Ms autogr. 4 p. (21 x 13)

À ses parents

Athènes 12 octobre 64

Très chers parents,

Je vous écrivais, il y a quelques jours, que nous espérions nous organiser à Corfù pour visiter la Grèce1: nous comptions sur l'aide de notre consul pour lequel nous avions une recommandation du consul de Venise. Nous sommes allés le voir à notre arrivée: il nous a reçu de la façon la plus gracieuse et après une longue conversation sur l'Orient qu'il a visité, sur l'art qu'il aime comme nous, il a eu l'amabilité de nous faire voir sa riche collection de monnaies et de nous inviter à dîner avec lui. Mais il nous apprit que depuis que les anglais avaient quitté Corfù, on n'y trouvait plus de guides et qu'il fallait venir à Athènes pour être à même de visiter le pays; nous suivîmes son conseil et nous voici arrivés ici dans les meilleures conditions. Nous sommes déjà remis de la fatigue des quinze journées de traversée que nous avons eu à subir presque sans intervalles depuis Trieste, et notre départ pour l'intérieur du pays est fixé à samedi2 avec un guide qui vient de diriger le duc d'Aumale dans une excursion de huit jours en Péloponnèse3.

C'est aussi facile et sûr, nous a dit Mr Grasset, consul à Corfù, qu'une promenade en France; seulement nous serons obligés selon l'habitude du pays d'emporter tout un mobilier, car les khonis ou auberges ne se composent que de chambres nues. Dans une quarantaine de jours nous serons de retour à Athènes.

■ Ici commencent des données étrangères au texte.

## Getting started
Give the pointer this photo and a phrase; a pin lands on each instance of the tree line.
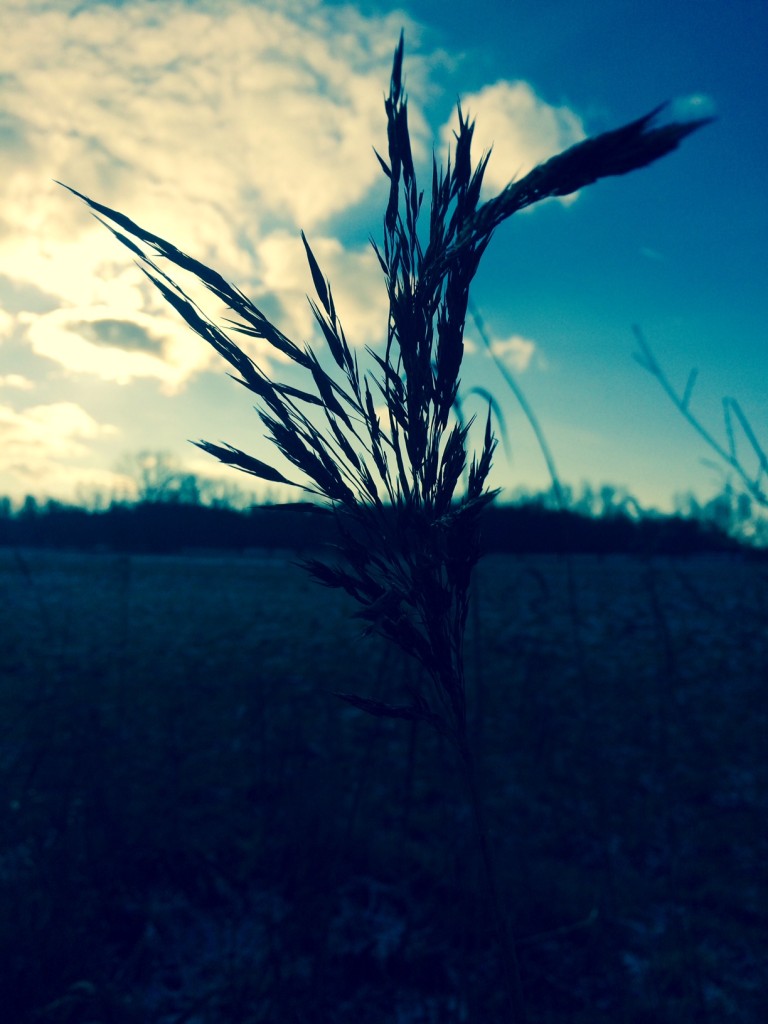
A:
(606, 522)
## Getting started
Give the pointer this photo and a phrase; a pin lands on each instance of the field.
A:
(195, 829)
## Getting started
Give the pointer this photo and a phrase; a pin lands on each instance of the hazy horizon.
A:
(228, 127)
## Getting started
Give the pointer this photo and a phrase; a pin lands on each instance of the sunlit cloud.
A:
(16, 381)
(216, 125)
(515, 351)
(93, 341)
(356, 285)
(50, 442)
(522, 128)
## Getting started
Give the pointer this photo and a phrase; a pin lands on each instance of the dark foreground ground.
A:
(194, 829)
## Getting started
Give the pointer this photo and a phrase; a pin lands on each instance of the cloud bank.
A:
(224, 126)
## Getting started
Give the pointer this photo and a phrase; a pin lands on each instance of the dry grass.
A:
(408, 522)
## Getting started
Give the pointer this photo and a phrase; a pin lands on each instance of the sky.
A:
(227, 126)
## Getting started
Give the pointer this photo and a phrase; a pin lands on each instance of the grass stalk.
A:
(402, 489)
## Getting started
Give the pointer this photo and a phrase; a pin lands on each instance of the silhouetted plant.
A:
(408, 531)
(733, 419)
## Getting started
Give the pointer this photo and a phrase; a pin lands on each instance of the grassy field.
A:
(194, 829)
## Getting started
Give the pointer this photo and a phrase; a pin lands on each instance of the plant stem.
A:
(505, 938)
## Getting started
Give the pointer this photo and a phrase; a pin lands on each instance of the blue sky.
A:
(228, 126)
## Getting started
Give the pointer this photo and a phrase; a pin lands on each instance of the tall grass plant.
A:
(403, 487)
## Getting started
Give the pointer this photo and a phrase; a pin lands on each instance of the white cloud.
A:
(516, 351)
(48, 446)
(16, 381)
(523, 129)
(93, 340)
(356, 284)
(6, 324)
(216, 125)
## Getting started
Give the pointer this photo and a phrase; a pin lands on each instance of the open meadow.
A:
(194, 828)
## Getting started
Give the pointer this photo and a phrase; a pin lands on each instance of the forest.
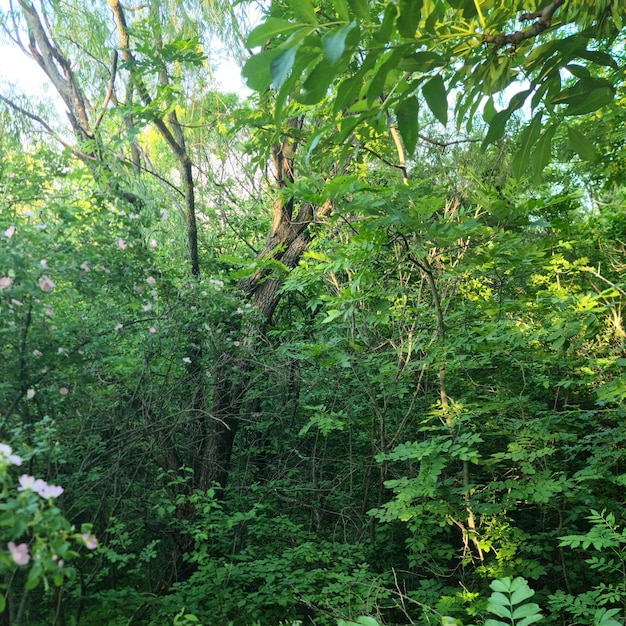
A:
(345, 347)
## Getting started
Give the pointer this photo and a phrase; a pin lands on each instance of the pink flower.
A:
(50, 491)
(6, 455)
(19, 554)
(31, 483)
(45, 284)
(39, 486)
(90, 541)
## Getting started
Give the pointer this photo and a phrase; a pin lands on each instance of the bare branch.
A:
(79, 153)
(109, 93)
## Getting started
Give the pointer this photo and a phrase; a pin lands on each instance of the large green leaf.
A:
(586, 96)
(271, 27)
(528, 139)
(581, 145)
(496, 127)
(281, 65)
(434, 92)
(304, 9)
(257, 72)
(543, 150)
(361, 9)
(406, 113)
(408, 20)
(334, 43)
(317, 83)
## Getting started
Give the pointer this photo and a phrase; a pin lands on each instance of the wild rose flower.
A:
(90, 541)
(45, 284)
(6, 455)
(50, 491)
(19, 553)
(31, 483)
(39, 486)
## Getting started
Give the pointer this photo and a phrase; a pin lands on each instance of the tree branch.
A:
(543, 20)
(79, 153)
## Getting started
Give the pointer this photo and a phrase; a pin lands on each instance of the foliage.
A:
(351, 351)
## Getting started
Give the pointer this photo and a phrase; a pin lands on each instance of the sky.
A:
(23, 73)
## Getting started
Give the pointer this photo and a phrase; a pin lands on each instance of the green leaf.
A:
(586, 96)
(280, 66)
(543, 151)
(496, 127)
(334, 43)
(408, 20)
(499, 610)
(315, 87)
(331, 315)
(528, 138)
(503, 585)
(522, 593)
(383, 34)
(341, 7)
(599, 58)
(407, 112)
(499, 599)
(526, 610)
(434, 92)
(421, 61)
(489, 110)
(257, 72)
(271, 27)
(531, 619)
(304, 9)
(591, 102)
(581, 145)
(361, 9)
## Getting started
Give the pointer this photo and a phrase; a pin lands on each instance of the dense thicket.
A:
(350, 349)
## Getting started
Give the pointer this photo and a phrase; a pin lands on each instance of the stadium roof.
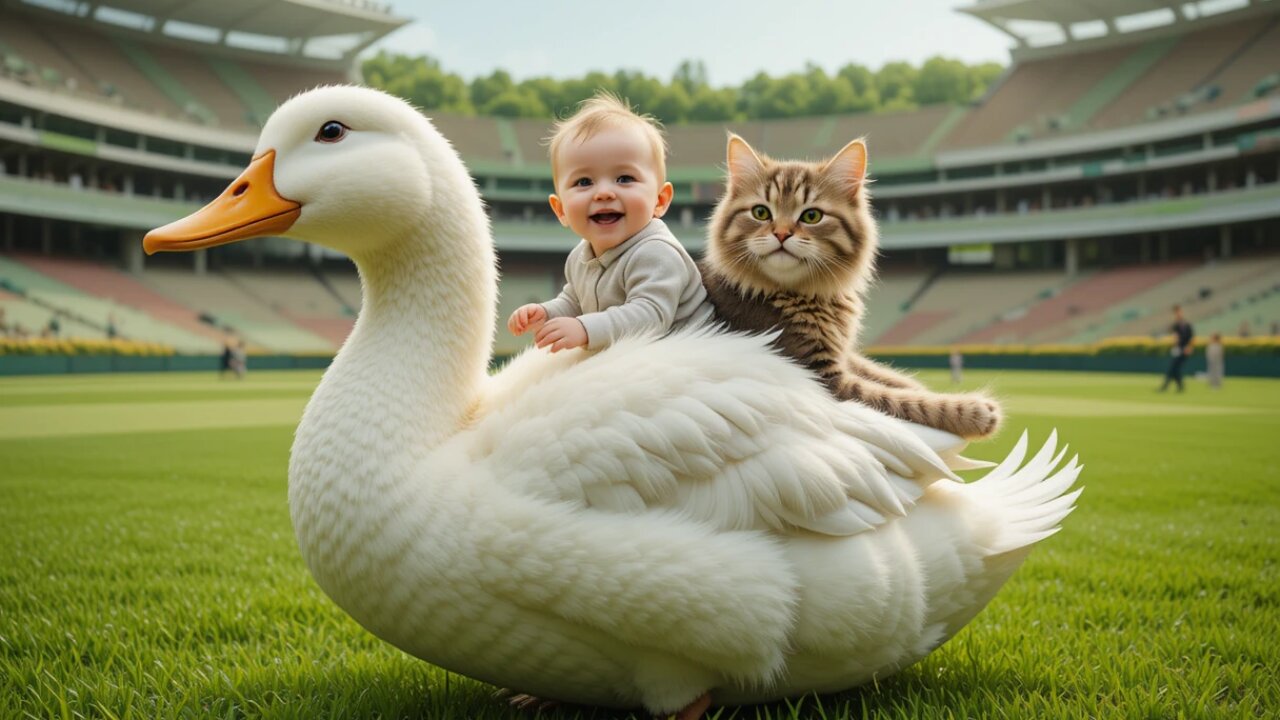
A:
(324, 30)
(1037, 23)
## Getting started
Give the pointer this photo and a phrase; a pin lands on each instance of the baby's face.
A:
(608, 187)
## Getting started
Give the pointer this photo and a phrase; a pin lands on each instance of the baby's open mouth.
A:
(606, 218)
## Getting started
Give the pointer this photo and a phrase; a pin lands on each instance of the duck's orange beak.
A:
(248, 208)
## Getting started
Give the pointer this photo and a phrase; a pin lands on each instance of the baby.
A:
(629, 276)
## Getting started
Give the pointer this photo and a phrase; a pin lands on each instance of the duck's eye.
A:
(810, 215)
(332, 131)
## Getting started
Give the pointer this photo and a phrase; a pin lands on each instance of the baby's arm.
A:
(654, 279)
(534, 315)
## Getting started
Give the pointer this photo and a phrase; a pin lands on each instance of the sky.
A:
(735, 39)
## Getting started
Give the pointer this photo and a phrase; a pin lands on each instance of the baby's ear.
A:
(743, 162)
(558, 208)
(849, 165)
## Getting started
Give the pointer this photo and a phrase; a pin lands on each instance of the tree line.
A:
(688, 96)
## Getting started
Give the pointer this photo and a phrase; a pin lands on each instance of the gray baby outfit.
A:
(648, 285)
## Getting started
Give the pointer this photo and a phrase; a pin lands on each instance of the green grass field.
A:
(147, 566)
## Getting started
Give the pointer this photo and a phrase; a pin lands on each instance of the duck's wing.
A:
(714, 427)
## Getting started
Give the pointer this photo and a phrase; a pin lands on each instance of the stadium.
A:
(1102, 178)
(1127, 160)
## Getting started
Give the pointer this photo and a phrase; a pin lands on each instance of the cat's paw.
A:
(977, 417)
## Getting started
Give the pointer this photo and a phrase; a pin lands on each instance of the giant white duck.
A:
(663, 524)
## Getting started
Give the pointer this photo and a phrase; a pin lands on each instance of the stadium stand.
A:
(227, 305)
(961, 302)
(1191, 63)
(1202, 291)
(1096, 176)
(887, 302)
(1033, 98)
(1050, 319)
(109, 283)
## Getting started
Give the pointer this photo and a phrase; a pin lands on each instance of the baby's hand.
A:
(561, 333)
(526, 317)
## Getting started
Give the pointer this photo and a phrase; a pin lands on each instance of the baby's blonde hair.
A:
(606, 110)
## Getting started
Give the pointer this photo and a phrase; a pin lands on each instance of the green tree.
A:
(894, 83)
(673, 105)
(552, 92)
(982, 76)
(714, 105)
(641, 91)
(786, 98)
(516, 103)
(485, 89)
(420, 81)
(942, 80)
(691, 74)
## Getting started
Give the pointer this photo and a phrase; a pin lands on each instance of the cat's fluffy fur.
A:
(792, 246)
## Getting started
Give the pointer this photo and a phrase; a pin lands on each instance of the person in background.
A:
(1215, 361)
(240, 360)
(1182, 350)
(225, 364)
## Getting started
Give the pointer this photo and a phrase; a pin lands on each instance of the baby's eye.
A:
(810, 215)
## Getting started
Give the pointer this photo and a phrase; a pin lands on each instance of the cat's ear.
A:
(743, 162)
(849, 165)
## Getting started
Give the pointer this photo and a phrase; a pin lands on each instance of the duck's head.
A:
(350, 168)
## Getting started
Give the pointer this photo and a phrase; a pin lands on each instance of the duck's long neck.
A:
(411, 370)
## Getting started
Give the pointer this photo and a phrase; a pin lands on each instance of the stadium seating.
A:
(1033, 94)
(222, 300)
(965, 301)
(122, 290)
(1191, 63)
(1202, 291)
(886, 302)
(298, 297)
(32, 319)
(1253, 63)
(200, 81)
(1050, 320)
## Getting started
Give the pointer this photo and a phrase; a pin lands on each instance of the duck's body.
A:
(638, 527)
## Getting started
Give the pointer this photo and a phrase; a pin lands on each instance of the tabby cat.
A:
(792, 247)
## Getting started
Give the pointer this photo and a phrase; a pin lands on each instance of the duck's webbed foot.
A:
(524, 701)
(694, 710)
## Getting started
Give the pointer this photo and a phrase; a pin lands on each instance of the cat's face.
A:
(795, 227)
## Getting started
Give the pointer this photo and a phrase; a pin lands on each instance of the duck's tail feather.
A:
(1011, 509)
(1032, 500)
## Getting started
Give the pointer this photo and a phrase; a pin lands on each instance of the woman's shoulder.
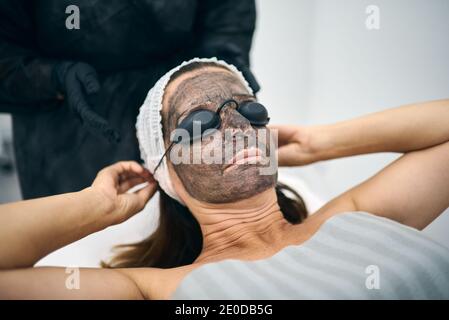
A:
(157, 283)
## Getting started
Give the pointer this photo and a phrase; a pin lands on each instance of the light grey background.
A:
(318, 63)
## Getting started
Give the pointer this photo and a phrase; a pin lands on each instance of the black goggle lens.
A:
(255, 112)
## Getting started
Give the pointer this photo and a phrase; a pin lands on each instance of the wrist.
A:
(319, 142)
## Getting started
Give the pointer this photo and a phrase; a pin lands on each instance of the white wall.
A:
(318, 63)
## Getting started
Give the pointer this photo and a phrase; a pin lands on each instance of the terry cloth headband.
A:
(149, 125)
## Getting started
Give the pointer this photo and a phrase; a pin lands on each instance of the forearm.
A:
(29, 230)
(403, 129)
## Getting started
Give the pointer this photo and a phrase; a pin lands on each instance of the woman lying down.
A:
(228, 230)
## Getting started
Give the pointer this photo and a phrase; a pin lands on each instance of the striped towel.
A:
(353, 255)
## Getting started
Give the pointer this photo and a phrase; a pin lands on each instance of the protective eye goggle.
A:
(207, 119)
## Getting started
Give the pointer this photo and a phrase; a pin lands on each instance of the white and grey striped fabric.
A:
(353, 255)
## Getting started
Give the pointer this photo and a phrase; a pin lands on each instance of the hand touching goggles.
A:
(207, 119)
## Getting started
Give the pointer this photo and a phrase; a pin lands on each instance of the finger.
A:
(125, 170)
(146, 193)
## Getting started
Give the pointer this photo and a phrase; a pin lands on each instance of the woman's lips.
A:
(251, 156)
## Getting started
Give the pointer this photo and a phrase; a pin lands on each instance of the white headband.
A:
(149, 125)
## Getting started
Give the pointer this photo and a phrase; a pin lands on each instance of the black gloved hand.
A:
(77, 80)
(232, 54)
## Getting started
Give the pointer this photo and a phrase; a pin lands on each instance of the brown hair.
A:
(178, 240)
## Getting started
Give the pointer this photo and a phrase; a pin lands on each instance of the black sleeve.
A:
(25, 77)
(225, 28)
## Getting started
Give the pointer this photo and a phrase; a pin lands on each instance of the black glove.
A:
(232, 54)
(77, 80)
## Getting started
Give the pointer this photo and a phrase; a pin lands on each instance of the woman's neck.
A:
(251, 226)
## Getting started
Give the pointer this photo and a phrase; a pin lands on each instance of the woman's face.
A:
(220, 182)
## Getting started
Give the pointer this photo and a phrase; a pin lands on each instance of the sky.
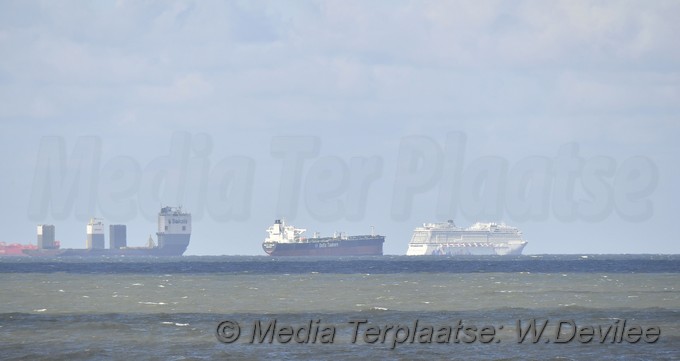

Nous avons trouvé dans les îles ioniennes, à Corfù et à Zante, cette végétation merveilleuse que le Nord envie au Midi; les forêts d'oliviers, les haies de cactus et d'aloès, les vergers plantés d'orangers y prennent les mêmes proportions que les grands arbres de nos climats; leurs tendres feuillages n'y souffrent pas du froid et la fraîcheur de leurs fruits y semble destinée par la providence à pourvoir les indigènes contre la chaleur des saisons comme nos forêts de bois de chauffage nous sont un remède contre l'hiver. Nous n'avons pu apprécier encore que par intervalles la pureté du ciel de Grèce et la transparence de l'air, car un orage presque continu a régné sur le pays depuis dix jours. Ce fait, inouï dans les annales de la Grèce, a causé une inondation dont les journaux vous parleront, et qui détruisit les oliviers et les vignes des environs d'Athènes en quelques heures ce matin. Ce déluge torrentiel est passé aussi vite qu'il est venu: toute l'eau a disparu ce soir, mais les dégâts sont considérables; il en est ainsi dans les pays de montagne.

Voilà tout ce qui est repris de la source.